Sunday, September 09, 2007

Refactor By Region

The nature of the software development profession is such that you need to be constantly learning new techniques and improving your style. A side-effect of always seeking to be better is that when you revisit old code it suddenly doesn't seem as good as it did when you first wrote it.

I was revisiting a large class recently and was struggling to navigate between all the methods to follow the logic. I decided to make use of #region blocks (something I rarely do) to help group related methods together and hide less relevant code from view.

By arranging groups of methods together by their purpose, a pattern started to emerge. Each region started to look like an ideal candidate to refactor the code into a new class with a single responsibility. I already had a set of unit tests in place for the existing code so I felt confident in being able to refactor and being able to verify I hadn't broken anything afterward.

What was originally one class became eight, resulting in greater maintainability, testability, and of course readability, solving my original problem. For this class the refactoring by region worked well because I had grouped code by it's behaviour and partly by it's call chain.

However, I've seen other approaches to using #region blocks.
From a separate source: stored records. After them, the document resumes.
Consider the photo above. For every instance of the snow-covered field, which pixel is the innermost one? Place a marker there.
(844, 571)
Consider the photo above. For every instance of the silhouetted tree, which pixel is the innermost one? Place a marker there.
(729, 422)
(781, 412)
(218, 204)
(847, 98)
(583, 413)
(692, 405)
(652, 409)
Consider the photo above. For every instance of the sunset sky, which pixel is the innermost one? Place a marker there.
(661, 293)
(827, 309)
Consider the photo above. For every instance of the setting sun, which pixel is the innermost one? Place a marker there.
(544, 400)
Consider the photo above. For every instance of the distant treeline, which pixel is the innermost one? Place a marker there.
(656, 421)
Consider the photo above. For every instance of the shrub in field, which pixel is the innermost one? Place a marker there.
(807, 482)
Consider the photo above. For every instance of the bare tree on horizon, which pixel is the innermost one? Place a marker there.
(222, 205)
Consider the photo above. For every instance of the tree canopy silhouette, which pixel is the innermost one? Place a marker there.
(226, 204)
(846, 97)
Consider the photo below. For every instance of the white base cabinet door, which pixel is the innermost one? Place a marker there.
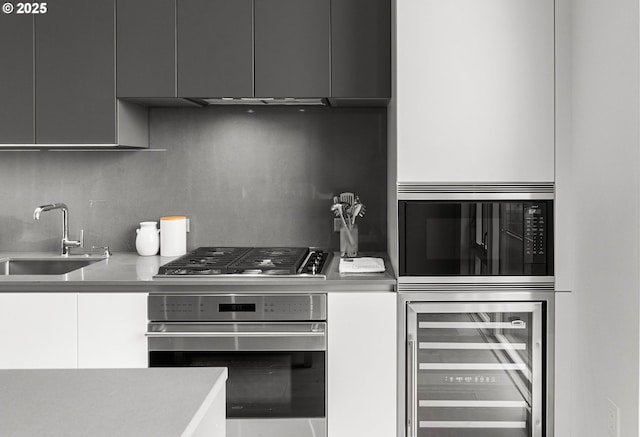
(111, 330)
(361, 355)
(38, 330)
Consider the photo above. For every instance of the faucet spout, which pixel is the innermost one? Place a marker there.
(39, 210)
(66, 243)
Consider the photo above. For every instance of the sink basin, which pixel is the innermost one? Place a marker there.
(32, 266)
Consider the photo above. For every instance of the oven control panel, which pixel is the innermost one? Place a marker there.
(214, 308)
(535, 238)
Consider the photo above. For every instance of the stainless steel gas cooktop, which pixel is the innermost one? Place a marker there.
(294, 262)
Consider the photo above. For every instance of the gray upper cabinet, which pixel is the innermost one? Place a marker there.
(361, 48)
(292, 48)
(146, 41)
(16, 79)
(74, 74)
(215, 48)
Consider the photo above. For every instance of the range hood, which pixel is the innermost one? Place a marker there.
(283, 101)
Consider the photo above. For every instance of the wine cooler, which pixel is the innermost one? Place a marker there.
(475, 369)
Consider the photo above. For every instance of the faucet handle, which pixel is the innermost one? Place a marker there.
(107, 253)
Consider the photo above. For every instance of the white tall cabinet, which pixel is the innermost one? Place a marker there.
(361, 391)
(475, 90)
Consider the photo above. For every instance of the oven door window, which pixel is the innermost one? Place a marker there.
(451, 238)
(262, 384)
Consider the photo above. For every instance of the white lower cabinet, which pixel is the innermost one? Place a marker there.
(111, 330)
(38, 330)
(361, 355)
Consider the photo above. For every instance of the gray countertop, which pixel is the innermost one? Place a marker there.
(126, 272)
(159, 402)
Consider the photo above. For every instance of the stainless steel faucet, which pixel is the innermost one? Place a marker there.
(66, 243)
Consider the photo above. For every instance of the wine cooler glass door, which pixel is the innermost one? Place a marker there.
(474, 369)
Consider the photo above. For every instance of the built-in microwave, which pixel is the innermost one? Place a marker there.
(476, 235)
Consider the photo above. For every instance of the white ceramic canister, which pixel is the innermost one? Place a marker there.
(147, 239)
(173, 235)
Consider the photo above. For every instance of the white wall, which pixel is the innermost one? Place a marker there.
(605, 215)
(564, 223)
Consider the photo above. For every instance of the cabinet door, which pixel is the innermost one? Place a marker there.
(75, 79)
(146, 48)
(38, 330)
(111, 330)
(361, 355)
(475, 90)
(215, 48)
(16, 79)
(292, 48)
(361, 48)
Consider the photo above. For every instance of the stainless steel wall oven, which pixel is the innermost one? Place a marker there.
(476, 231)
(273, 345)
I've seen all event handlers put in their own region. I've seen collections of overloaded methods grouped by name. I've even seen properties grouped together, method/subs group together, and functions grouped together. In these arrangements not only does a refactoring pattern not automatically emerge but it becomes harder to search for one.

As I mentioned above, I'm not a big user of #regions. This is probably because I try to refactor my code before it gets big enough and because of the region anti-patterns I've wrestled with. I think I might have to give them a second chance.